By Hadas Aron and Emily Holland
Even before Obama took the stage yesterday we were texting with each other from different coasts about the hopeful message of the Democratic National Convention and American optimism more broadly. Hope is everywhere, in the Love Trumps Hate chants, the Broadway stars’ rendition of “What The World Needs Now”, the cool video to “Fight Song”, Tim Kaine’s dad impressions, and Joe Biden’s strong speech. But of course no one expressed this message better than the greatest orator of our times, President Barack Obama.
If we thought this election was about experience, capabilities, feminism, immigration, race, guns, or terrorism, we didn’t quite get it right. Through his smart and very moving speech, Obama managed to decisively own the framing of this election: it’s about hope versus fear, stupid. So far, this is the most convincing case for Hilary Clinton, because America is a hopeful place. During the Great Depression America elected FDR, during the economic crisis of the late 1970s America elected Ronald Reagan and eight years ago America elected Barack Obama. The only exception to this pattern is the election of President Nixon. Trump looks to Nixon when shaping his message, but even Nixon combined hope in his message of fear. In fact, Trump actually resembles European populists far more than he resembles American presidents. It is no wonder that Europe’s populists lend him their support.

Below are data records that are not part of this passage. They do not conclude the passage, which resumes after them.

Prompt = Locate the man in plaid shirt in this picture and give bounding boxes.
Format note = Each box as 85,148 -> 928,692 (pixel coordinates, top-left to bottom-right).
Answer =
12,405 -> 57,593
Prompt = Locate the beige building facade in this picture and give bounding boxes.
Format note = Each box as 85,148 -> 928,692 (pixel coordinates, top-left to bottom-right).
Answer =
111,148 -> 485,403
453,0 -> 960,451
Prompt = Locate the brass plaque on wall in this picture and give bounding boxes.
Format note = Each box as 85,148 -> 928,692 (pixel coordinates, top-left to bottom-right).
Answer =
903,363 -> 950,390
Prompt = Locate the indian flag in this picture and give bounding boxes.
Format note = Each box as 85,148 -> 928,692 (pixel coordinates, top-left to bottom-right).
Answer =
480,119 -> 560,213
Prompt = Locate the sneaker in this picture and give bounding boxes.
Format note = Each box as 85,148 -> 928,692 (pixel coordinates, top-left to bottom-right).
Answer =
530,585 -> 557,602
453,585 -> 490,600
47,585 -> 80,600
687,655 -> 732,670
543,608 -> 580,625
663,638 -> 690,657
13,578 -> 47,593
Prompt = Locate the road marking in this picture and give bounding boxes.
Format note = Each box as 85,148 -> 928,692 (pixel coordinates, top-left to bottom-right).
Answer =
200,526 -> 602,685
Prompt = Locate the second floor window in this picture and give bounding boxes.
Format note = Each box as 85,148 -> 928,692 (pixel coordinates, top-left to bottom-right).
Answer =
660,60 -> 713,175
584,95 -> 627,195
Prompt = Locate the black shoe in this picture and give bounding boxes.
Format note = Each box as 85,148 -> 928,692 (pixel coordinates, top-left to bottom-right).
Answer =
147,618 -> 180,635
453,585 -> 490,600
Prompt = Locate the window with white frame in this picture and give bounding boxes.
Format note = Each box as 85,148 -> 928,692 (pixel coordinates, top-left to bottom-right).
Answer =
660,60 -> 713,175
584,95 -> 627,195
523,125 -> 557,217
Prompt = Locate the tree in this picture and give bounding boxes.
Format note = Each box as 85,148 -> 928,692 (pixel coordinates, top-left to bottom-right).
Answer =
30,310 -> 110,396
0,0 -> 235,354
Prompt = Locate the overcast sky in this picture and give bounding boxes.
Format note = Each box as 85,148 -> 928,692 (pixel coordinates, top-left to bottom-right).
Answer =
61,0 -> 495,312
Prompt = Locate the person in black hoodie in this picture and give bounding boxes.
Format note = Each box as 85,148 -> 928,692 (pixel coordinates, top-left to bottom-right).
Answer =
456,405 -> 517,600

The optimism of American politics is unique: the speeches of both Michelle and Barack Obama were emotional appeals to the strength of the American dream. The US is dramatically different from Europe in this respect: here there is open access to patriotism across the political spectrum. It is unimaginable that German or French or Israeli liberal-leftists would chant their country’s name or speak of their country’s greatness with such ease. As we have pointed out before, most liberal Germans would not even think of waving a German flag: it is seen as bordering on Nazism. In most European states the national language and symbols are owned exclusively by the right. Yet the power of American liberalism is that it can credibly invoke national symbols. This is a powerful emotional asset that the left in Europe has long given up on, and it enables American liberals to broaden their coalition far more than their European counterparts.

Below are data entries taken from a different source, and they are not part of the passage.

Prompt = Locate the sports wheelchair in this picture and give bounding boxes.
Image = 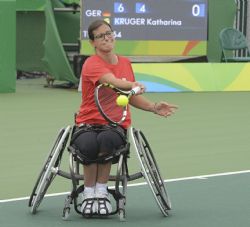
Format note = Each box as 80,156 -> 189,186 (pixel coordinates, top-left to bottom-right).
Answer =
28,126 -> 171,221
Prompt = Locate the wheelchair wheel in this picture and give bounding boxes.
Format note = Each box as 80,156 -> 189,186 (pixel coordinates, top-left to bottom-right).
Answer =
115,154 -> 128,221
29,126 -> 71,214
130,128 -> 171,216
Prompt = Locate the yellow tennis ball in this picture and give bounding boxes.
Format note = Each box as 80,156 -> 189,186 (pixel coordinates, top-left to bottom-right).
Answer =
116,95 -> 128,106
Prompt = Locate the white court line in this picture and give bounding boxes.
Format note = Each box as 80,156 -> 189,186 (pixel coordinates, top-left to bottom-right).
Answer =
0,170 -> 250,203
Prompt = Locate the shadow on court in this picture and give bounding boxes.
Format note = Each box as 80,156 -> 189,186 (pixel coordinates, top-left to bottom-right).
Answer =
0,173 -> 250,227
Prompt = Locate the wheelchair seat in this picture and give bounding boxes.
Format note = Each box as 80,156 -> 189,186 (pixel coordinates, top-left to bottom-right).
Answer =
28,126 -> 171,221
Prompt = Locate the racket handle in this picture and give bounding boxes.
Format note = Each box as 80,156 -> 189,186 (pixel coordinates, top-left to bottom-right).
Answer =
131,86 -> 141,95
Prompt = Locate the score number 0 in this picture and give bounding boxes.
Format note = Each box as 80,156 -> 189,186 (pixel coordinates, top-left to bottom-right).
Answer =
192,4 -> 205,17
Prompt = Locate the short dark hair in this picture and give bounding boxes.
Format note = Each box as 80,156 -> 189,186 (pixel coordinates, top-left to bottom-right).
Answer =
88,20 -> 112,40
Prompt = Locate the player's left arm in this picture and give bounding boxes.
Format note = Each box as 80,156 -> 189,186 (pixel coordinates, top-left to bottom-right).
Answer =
129,95 -> 178,117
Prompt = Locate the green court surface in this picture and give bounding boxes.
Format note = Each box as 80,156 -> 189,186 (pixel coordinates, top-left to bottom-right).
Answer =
0,172 -> 250,227
0,78 -> 250,227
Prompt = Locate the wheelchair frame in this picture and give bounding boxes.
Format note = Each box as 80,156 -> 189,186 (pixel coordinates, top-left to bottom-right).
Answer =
28,126 -> 171,221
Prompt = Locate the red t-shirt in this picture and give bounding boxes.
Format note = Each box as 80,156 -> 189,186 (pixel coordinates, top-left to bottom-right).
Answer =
76,55 -> 135,128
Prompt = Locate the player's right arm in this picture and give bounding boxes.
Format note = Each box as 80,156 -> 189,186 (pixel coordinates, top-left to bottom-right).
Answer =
99,73 -> 145,94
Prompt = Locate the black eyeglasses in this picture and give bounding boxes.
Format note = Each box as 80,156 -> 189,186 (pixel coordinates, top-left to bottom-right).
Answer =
94,31 -> 114,40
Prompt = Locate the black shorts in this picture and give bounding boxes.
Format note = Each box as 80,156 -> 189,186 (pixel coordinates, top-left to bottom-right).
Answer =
71,125 -> 127,164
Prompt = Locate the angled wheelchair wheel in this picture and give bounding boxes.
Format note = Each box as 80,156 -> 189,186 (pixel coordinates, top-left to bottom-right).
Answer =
29,126 -> 71,214
130,128 -> 171,216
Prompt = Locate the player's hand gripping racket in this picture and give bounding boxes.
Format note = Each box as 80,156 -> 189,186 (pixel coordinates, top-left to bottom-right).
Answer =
95,83 -> 141,125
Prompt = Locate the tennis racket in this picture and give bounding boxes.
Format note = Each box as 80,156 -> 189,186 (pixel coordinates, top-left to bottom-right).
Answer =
95,83 -> 141,125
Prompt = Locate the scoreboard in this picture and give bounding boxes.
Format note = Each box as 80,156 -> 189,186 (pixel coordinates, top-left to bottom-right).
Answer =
81,0 -> 208,56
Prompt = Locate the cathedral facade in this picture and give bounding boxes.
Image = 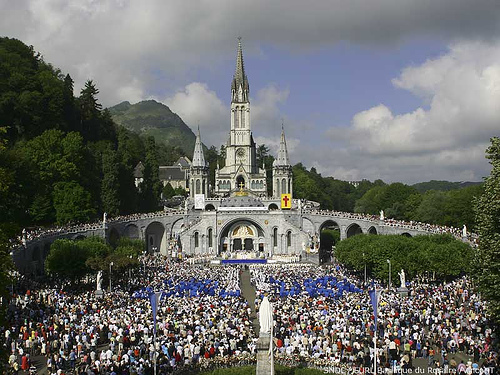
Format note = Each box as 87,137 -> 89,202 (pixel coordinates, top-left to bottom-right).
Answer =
179,41 -> 309,259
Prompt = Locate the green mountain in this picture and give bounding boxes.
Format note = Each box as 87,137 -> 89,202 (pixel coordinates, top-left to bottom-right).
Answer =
109,100 -> 196,156
412,180 -> 482,193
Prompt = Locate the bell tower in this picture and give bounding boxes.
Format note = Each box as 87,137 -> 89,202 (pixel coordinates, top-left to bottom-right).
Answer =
273,126 -> 293,198
189,126 -> 210,198
214,38 -> 267,197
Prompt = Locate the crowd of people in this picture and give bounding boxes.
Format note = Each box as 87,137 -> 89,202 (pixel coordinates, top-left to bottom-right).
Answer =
2,255 -> 500,375
11,208 -> 478,253
2,256 -> 255,374
251,265 -> 500,373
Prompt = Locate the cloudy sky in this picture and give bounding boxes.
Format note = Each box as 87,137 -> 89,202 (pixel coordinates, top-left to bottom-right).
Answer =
0,0 -> 500,183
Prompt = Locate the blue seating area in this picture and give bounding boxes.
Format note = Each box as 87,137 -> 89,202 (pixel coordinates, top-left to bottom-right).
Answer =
269,276 -> 362,299
221,259 -> 267,264
132,278 -> 241,299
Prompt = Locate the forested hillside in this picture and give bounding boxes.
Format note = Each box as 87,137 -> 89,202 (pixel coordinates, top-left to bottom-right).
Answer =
0,38 -> 482,241
0,38 -> 183,235
109,100 -> 196,155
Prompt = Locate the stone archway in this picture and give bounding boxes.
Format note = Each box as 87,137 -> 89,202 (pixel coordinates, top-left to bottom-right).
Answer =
108,228 -> 120,247
268,203 -> 278,211
236,175 -> 246,189
145,221 -> 165,253
218,219 -> 265,255
316,219 -> 341,264
123,224 -> 141,240
346,223 -> 363,238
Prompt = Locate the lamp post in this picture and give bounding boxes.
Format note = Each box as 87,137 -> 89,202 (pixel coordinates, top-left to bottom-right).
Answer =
387,259 -> 391,290
109,262 -> 113,293
128,255 -> 132,284
363,253 -> 366,285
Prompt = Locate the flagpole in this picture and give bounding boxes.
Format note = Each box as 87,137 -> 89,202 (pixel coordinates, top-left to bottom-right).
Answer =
153,324 -> 156,375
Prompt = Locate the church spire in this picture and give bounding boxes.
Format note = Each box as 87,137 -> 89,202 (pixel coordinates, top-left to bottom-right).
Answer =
192,125 -> 207,168
273,124 -> 290,167
231,37 -> 249,103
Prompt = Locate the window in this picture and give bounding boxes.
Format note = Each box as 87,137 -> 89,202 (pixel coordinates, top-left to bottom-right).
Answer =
234,107 -> 240,128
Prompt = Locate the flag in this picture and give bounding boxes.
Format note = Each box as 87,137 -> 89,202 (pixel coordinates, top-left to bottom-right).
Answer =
281,194 -> 292,210
149,292 -> 162,336
368,287 -> 380,331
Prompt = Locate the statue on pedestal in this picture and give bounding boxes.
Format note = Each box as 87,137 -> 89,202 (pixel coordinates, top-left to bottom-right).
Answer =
96,271 -> 102,291
259,296 -> 273,334
398,269 -> 406,288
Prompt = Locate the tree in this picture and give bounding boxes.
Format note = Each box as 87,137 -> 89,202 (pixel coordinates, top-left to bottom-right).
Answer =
53,182 -> 96,225
45,239 -> 89,281
162,182 -> 175,199
474,137 -> 500,324
101,149 -> 120,216
335,234 -> 474,280
141,137 -> 162,212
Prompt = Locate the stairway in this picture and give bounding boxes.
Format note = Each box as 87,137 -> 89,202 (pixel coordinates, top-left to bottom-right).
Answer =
240,268 -> 260,337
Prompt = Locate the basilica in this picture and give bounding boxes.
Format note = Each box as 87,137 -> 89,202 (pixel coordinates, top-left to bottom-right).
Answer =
173,40 -> 309,259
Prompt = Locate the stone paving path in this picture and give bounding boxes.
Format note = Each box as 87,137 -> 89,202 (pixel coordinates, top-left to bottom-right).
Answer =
240,269 -> 260,337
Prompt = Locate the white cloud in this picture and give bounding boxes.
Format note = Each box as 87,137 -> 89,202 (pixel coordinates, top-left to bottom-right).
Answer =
161,82 -> 292,150
322,42 -> 500,181
0,0 -> 500,181
164,82 -> 229,147
0,0 -> 500,106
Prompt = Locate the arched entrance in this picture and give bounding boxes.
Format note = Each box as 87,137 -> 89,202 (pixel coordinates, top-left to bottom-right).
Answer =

But even Obama’s triumphant final message to the American people last night does not mean that hope always conquers fear. Trump’s uses fear mongering and appeals to quasi-fascist symbols because he knows they work as an appeal to the disenfranchised. One only needs to look to the worldwide trend of demagogues that use this message to stay in power. Hilary Clinton still faces a challenge ahead, and only a decisive victory will serve as a real rejection of the message of fear and hatred.
A couple of odds and ends
The DNC looks like a multicultural party compared to a very grim, very white RNC. There’s no question where one would rather spend an evening.
Can we please have some of President’s Obama’s skills for the classes we teach? The ability to clarify complex ideas in a sentence is truly admirable. “We don’t look to be ruled” is everything we’ve been trying to tell our students about American democratic history. Thank you Mr. President. In general.